Guinness is a dark Irish dry stout beer, not a lager or an ale style like pale ale or IPA.

What Guinness technically is

  • Guinness is classified as an Irish dry stout, a type of dark beer known for roasted flavors and a dry, slightly bitter finish.
  • It’s brewed with barley (including roasted barley), hops, water, and ale yeast, which gives it a stout’s character rather than a lager profile.

How it tastes

  • Typical Guinness (like Guinness Draught) has notes of roasted coffee, dark chocolate, and subtle caramel, with low sweetness and a smooth, creamy mouthfeel.
  • The famous thick, creamy head comes from using nitrogen as well as carbon dioxide, which creates smaller bubbles and that velvety texture.

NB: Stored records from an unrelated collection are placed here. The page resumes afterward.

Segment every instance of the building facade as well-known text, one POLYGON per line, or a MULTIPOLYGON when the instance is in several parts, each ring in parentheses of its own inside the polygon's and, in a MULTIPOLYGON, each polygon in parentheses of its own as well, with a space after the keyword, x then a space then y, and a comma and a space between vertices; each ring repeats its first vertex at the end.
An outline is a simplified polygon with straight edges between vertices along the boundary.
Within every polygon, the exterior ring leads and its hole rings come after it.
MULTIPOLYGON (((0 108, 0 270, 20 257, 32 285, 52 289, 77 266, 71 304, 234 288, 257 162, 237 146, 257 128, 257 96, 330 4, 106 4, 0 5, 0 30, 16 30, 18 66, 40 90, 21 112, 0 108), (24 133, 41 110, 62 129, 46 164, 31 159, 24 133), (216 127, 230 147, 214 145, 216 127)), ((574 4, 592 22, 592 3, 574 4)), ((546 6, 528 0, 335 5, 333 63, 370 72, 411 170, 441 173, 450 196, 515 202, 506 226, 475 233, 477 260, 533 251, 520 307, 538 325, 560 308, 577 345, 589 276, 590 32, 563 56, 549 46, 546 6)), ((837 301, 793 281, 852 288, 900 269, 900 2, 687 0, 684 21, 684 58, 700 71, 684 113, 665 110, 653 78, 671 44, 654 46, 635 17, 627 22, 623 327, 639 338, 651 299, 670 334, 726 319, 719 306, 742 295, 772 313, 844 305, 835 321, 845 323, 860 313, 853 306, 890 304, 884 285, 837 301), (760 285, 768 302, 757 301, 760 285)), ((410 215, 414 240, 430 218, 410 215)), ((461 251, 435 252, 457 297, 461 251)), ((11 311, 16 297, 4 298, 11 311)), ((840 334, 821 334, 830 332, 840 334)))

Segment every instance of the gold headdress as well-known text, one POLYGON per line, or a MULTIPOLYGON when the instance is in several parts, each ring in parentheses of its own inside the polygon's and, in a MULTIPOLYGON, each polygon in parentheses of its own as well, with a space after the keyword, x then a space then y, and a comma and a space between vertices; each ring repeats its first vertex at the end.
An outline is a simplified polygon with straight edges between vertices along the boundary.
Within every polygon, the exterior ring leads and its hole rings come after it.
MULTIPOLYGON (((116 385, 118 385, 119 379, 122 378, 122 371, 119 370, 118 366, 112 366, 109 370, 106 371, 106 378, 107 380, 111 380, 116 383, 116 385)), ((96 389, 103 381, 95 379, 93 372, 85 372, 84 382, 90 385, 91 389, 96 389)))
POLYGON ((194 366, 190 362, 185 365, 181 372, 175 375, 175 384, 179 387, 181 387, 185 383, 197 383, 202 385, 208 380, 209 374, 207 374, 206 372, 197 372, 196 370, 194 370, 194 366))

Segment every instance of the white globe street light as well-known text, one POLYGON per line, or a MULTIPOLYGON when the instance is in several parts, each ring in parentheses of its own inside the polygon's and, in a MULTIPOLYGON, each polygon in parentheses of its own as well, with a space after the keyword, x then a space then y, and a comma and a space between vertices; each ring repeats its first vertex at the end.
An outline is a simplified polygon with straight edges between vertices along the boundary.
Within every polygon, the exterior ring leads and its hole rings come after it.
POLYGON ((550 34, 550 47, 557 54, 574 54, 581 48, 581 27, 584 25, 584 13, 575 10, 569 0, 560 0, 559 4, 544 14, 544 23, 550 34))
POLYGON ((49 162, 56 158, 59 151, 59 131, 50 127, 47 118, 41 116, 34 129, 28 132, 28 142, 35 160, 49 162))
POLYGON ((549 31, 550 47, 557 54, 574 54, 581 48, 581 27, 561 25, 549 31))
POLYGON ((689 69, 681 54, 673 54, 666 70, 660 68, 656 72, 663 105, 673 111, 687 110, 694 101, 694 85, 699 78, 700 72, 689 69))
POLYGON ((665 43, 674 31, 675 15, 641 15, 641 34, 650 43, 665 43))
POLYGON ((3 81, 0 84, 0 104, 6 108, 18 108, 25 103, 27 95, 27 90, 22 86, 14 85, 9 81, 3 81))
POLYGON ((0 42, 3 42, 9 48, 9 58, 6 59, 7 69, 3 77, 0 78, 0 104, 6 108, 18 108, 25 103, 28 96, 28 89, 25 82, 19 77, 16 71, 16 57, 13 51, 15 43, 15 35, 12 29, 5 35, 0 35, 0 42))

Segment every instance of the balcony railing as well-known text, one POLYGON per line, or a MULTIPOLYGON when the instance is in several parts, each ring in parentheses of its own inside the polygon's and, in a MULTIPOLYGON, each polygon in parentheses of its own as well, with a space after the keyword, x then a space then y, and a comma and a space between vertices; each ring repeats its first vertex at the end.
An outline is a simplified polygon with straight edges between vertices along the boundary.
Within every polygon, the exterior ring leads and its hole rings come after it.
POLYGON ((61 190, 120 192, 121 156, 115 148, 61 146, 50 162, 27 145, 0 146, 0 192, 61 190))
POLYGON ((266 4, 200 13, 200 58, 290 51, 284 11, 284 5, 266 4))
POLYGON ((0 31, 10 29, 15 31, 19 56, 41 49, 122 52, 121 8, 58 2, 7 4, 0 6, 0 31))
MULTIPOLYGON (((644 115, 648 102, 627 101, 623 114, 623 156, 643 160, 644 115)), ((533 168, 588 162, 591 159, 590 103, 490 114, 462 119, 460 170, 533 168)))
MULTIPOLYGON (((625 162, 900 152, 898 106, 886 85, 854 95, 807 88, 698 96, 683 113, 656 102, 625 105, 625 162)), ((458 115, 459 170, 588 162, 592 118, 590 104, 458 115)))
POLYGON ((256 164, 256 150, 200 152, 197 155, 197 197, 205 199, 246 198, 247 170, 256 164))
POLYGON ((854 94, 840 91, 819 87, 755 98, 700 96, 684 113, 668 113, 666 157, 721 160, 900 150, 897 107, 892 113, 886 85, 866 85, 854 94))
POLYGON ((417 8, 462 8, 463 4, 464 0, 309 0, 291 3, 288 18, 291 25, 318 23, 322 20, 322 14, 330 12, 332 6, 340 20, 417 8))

Main Guinness versions (beer styles)

  • Guinness Draught: Irish dry stout (the classic black pint you see on tap).
  • Guinness Extra Stout: A stronger, more bitter extra stout version.
  • Guinness Foreign Extra Stout: An even bolder, higher-alcohol foreign extra stout for export markets.

Quick SEO-style meta note

  • Focus keyword “what kind of beer is Guinness”: it is an Irish dry stout with roasted flavors and a creamy nitrogen head, best known today as a smooth, low-ABV dark beer.

TL;DR: Guinness is a dark Irish dry stout with roasted, coffee‑like flavors and a creamy nitrogen head, not a lager.